Por ejemplo, algunos padres podrían preguntar: “¿Existe sueño reparador cuando mi hijo de 15 meses se despierta dos veces por noche, se toma tranquilamente una mamadera con leche y regresa inmediatamente a dormir?”. La respuesta es NO.  Un niño de 15 meses debería dormir de manera ininterrumpida durante 11.5 horas (el promedio para un niño de esa edad).
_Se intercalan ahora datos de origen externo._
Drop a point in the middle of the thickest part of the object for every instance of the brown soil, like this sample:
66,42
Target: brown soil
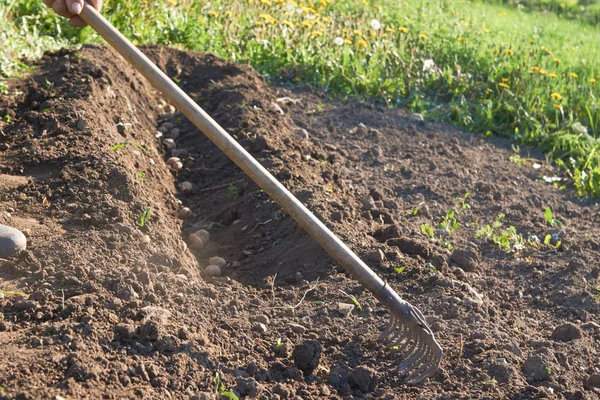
119,310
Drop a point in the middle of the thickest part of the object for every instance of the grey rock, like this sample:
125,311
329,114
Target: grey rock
345,309
297,328
566,332
593,381
364,378
12,241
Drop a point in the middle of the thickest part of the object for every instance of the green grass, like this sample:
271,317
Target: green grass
487,68
587,11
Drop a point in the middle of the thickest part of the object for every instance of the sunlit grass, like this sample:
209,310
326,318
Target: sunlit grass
486,68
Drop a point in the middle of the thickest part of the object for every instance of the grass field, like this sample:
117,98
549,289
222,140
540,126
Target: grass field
490,68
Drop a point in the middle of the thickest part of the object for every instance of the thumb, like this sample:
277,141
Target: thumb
75,6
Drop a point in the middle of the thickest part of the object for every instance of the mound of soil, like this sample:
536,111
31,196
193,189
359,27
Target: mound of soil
116,301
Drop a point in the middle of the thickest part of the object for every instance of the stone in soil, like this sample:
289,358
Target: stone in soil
364,378
540,366
12,241
567,332
307,356
345,309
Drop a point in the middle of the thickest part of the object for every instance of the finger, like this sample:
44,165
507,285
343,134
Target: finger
75,6
77,21
60,7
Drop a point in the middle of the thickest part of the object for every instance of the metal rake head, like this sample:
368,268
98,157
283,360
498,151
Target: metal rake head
420,353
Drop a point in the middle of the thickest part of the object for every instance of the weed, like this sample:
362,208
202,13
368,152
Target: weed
549,217
145,216
450,222
221,390
427,230
522,82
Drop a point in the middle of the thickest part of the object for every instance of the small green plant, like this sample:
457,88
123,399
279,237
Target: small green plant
450,222
221,390
549,217
145,216
233,192
462,202
427,230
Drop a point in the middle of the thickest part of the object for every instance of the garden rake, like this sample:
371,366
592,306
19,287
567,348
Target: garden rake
408,330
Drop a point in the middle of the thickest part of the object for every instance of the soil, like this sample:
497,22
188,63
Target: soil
114,303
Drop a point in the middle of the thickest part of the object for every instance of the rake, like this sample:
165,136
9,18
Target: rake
420,354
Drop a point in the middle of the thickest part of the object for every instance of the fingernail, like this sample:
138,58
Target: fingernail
75,7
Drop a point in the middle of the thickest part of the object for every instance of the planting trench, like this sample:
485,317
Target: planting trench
120,310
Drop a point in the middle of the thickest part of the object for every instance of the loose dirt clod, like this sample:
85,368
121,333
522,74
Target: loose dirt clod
307,356
219,261
195,242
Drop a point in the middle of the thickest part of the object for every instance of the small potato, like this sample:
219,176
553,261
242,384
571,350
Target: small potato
195,242
185,186
211,271
176,166
169,143
184,213
218,261
203,234
173,160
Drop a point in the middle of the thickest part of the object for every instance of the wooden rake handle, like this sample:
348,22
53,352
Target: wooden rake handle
233,150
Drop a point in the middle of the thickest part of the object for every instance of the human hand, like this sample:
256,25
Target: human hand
71,9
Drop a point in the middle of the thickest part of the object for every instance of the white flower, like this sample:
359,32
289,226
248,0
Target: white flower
375,24
429,66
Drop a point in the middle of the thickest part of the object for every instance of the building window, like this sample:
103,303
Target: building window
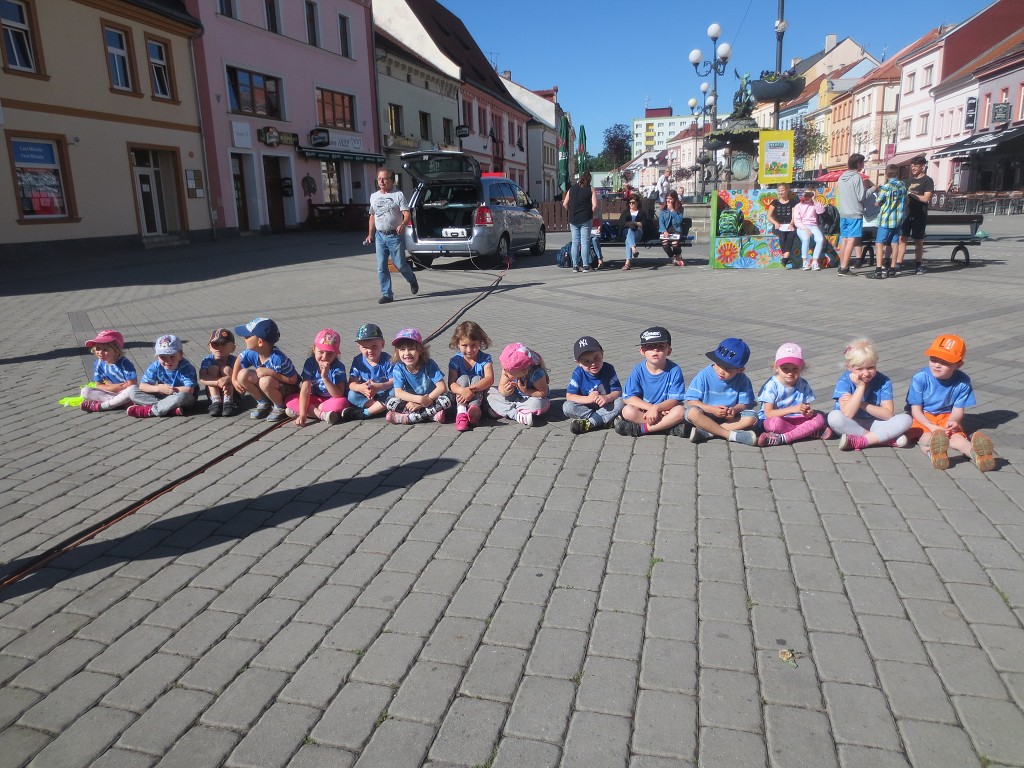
253,93
19,42
119,57
272,19
39,179
343,35
335,110
394,120
160,68
312,35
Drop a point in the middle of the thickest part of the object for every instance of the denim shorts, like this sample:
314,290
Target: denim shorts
851,228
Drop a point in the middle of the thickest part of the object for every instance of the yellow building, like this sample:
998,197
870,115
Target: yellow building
101,131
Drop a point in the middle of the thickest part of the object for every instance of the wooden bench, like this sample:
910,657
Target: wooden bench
958,238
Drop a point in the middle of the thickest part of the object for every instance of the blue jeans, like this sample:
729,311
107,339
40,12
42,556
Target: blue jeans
390,246
581,235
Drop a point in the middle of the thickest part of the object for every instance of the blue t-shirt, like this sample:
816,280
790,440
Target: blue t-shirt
278,361
879,389
183,376
459,367
711,390
783,396
363,370
114,373
422,382
605,382
210,360
335,374
654,388
937,396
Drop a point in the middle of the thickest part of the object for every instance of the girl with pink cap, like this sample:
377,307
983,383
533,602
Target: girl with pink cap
522,390
785,401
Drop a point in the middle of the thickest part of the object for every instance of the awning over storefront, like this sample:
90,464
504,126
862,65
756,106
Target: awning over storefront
980,142
352,157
De esta forma experimentará un sueño nocturno de calidad, lo que resultará al día siguiente en mejores estados de ánimo, una mayor capacidad para concentrarse y aprender, y una salud general mejorada.

 

Este concepto de calidad y cantidad de sueño también se aplica a las siestas: tres siestas de 20 minutos no son iguales a la potencia de una hora continua de siesta.

 

Algunas maneras de alentar a que tu hijo se vuelva a dormir en estos despertares, tanto en el día como en la noche son:

  1. Acuesta a tu hijo en su cuna o cama adormecido pero despierto
  2. Observa las ventanas de sueño que tiene tu hijo para evitar un estado de extremo agotamiento
  3. Responde a cada uno de sus despertares, ofrece seguridad

 

Ayudar a nuestros hijos (¡y a nosotros mismos!) a obtener la cantidad y calidad adecuada de sueño es uno de los mayores desafíos de la crianza de los hijos. Al observar los patrones naturales de tu hijo y al aprender a escuchar sus señales, vas a poder realizar cambios pequeños pero significativos que afectarán el bienestar de toda su familia. Combina eso con una adecuada nutrición, seguridad, estructura y amor y tendrás una gran fórmula.